18816
Programmatic Research into Co-Occurring Psychiatric Syndromes in Autism Spectrum Disorder

Friday, May 15, 2015: 10:30 AM
Grand Salon (Grand America Hotel)
K. D. Gadow, Psychiatry, Stony Brook University, Stony Brook, NY
Background: People with autism spectrum disorder (ASD) commonly experience the symptoms of a wide range of non-ASD psychiatric syndromes, which raises a number of questions about diagnosis and treatment and has important implications for models of pathogenesis. Do seeming psychiatric syndromes meet conventional criteria for diagnostic validity?  To what extent are psychiatric syndromes in ASD similar to or different from disorders diagnosed in typically developing (TD) individuals? Do the core deficits associated with ASD alter the clinical presentation of traditionally-defined syndromes? Are psychiatric syndromes in ASD associated with the same clinical correlates (risk factors) as similar syndromes in TD populations. Is the assessment of co-occurring symptoms clinically informative? 

Objectives: For the past 20 years our research team has addressed these and related questions in children and adolescents referred for clinical evaluation of ASD and non-ASD psychiatric syndromes as well as community-based TD samples. This presentation summarizes the results of these studies and suggests directions for future research.
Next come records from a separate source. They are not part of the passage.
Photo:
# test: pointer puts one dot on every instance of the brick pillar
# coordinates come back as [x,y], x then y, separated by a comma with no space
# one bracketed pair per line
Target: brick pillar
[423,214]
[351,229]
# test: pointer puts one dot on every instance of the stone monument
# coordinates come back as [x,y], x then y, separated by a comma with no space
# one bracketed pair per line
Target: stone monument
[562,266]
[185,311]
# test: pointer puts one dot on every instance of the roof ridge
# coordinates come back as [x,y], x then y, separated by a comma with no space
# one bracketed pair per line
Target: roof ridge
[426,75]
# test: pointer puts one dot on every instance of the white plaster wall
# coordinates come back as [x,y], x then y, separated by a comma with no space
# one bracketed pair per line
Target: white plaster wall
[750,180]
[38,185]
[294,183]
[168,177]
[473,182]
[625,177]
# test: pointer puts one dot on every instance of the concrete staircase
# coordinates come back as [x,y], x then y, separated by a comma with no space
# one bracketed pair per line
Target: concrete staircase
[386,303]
Methods: Parents and teachers completed a DSM-IV-referenced rating scale with established psychometric properties in several thousand children and adolescents (ages 3-18 years) with ASD, psychiatric referrals, and public school children. The parents of the referred children also completed an extensive background questionnaire that included a range of psychosocial variables commonly used in epidemiologic and case-control studies, and subsamples of these youth are currently participating in genetic and imaging studies 

Results: Co-occurring psychiatric symptoms in ASD appear to meet conventional criteria for diagnostic validity, share many similarities with conventional DSM-defined syndromes, result in relatively high levels of symptom-induced impairment, are associated the important real-world outcomes, and evidence similar biopsychosocial clinical features (risk factors) as comparable syndromes in TD populations. Nevertheless, findings from studies comparing ASD and TD samples also evidence group differences therefore challenging conventional ideas about nosology 

Conclusions:  

Evidence for the existence of behavioral syndromes within the ASD clinical phenotype is compelling. Moving forward, future studies will need to address not only diagnostic heterogeneity within ASD (e.g., HFA, males) and heterogeneity in co-morbidities (e.g., anxiety) but also heterogeneity within co-morbid symptoms (e.g., social anxiety) and heterogeneity in etiological pathways (e.g., stress, cytokines). The incorporation of neuroscience into traditional, behaviorally-oriented research strategies for addressing the real-world service needs of people with ASD holds considerable promise for answering some of the more vexing questions about diagnosis and nosology and is essential in examining pathogenic processes, developmental trajectory, and response to intervention.